SATC: Curtain Call
“You know, I think comedy can be so profound,” my friend joked as she led me to my seat in the front row. I looked around the entrance lobby of Marston Hall, the beautiful home of the Slavic Studies department. Paper trees and leaves covered the back walls and glowing stage lights brought me off campus and into the Forest of Arden.
I was there to see Shakespeare on the Green’s production of As You Like It. I had friends in the show and I was excited to see them perform. I was excited for two hours of royal exile and laughable miscommunication and love at first sight. I was also ready for theater to give me my friends back, as they would no longer have rehearsal for unfathomable lengths of time every day. I was not, however, prepared to be sitting in that front center seat trying not to cry as the show came to an end and the actors danced across the stage for curtain call.
I congratulated my friends, a big smile on my face, and thought about the show’s characters and plotlines, its schemes and scandals. As a modern audience member (who admittedly did not catch the meaning of every old English line), the predictability of such a Shakespearean comedy was exasperating at times; everything always works out in the end, and it can sometimes be hard to watch the convoluted means through which each character concludes the night beside their appropriate counterpart (especially with Shakespeare’s almost painful commitment to heteronormativity). Why, then, was I so moved by the show?
The comedic show was, as my friend said, profound. Theater is an extremely important medium of communication, and is often an avenue through which to tackle difficult and far-reaching issues. A lot of the productions on campus take a heavier tone and a more direct approach, my friend told me, and it is sometimes easy to forget how important a comedy can be.
Of course, comedy has always been used for social and political critique/coping (think: SNL, stand-up specials, etc.) But As You Like It didn’t feel especially relevant in terms of its political commentary, and it certainly speaks to the social atmosphere of a time long past.
As I watched the cast join hands and dance together around the stage, I wondered why I felt such nostalgia for something that I had never experienced. Obviously, I was not alive in Shakespeare’s time. While I had been a theater kid in high school, those days felt so far away, and I definitely wasn’t close to tears remembering the joys of being sixteen.
I watched the cast take their final bow and it hit me: in the on-stage world the cast had created, everything simply worked out, and in real life, it’s just never that easy. Looking around, I thought my fellow audience members might be thinking the same thing. I felt closer to the audience in a strange way, as if we had all just gone through something together, something more than just a student production on a Thursday evening.

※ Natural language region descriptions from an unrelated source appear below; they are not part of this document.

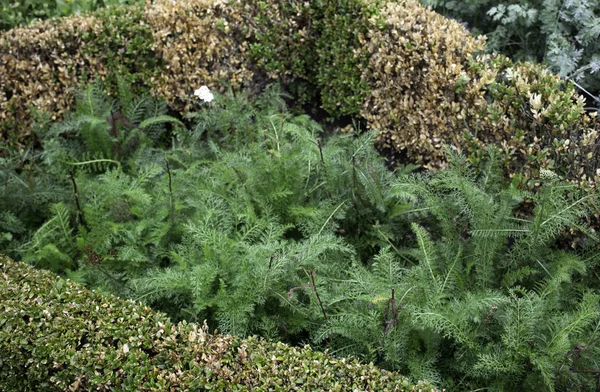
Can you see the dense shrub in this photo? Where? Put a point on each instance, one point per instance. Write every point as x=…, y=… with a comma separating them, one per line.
x=56, y=335
x=563, y=34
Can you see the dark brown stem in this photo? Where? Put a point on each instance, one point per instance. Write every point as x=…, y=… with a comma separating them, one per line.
x=312, y=277
x=80, y=217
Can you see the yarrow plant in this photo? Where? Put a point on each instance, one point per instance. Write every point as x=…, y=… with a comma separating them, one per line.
x=204, y=94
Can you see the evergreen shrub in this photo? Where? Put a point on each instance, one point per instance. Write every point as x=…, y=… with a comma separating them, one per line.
x=57, y=335
x=432, y=90
x=259, y=223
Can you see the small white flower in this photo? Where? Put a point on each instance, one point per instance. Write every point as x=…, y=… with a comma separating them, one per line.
x=204, y=94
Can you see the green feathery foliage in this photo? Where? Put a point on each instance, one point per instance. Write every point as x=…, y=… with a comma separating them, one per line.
x=259, y=222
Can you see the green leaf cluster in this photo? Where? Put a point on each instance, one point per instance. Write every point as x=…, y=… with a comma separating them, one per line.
x=261, y=223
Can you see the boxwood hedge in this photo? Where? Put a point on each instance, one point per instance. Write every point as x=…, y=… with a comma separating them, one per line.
x=56, y=335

Maybe they, too, were responding to what felt to me like an innate human quality, a collective wish that life will work out.
Ok, bear with me while I make this transition: I was talking on the phone with a friend the other day, and she was explaining the weird mood she has been in recently.
“It just seems that no one’s really consistently happy,” she said, “there’s always something going on to be stressed out about, or sad about, or whatever.”
I’ve definitely had that thought before. There are times when I just get exhausted, when I look around and wonder if all this stress -- over school, family, friends, relationships -- is really worth it. In real life, things don’t seem to resolve themselves as cleanly as in Shakespeare’s comedy.
The combination of the actors’ impressive performances, Maddie Groff’s (‘22) skillful direction, and the production team’s dedication made SOTG’s As You Like It a wonderful show. I could tell how hard the cast and crew had worked, not only because I knew my friends had been staying up for 50 hours at a time since tech had started. The most powerful part of the show was the curtain call, when they all stood on stage together, joined by hands and by weeks of rehearsal. It was a kind of celebration, their curtain call, an elated moment of accomplishment and community, and I felt lucky to be let into their world.
No matter what it is we’re aiming for, whether it be the Elizabethan ideal or our college degrees, there are moments along the way when things do work out. In the middle of it all, there are moments, such as the curtain call at the end of a show, when we can and should take the time to congratulate ourselves, to feel good about the work we put in and the results we got, both expected and unpredictable.
Sometimes it feels like nothing’s going right, and sometimes life can be shitty. Things don't always work out, and that’s okay. When they do, we sometimes forget to let ourselves take that moment of celebration. Either way, what counts is who I’m working with, who is beside me at curtain call.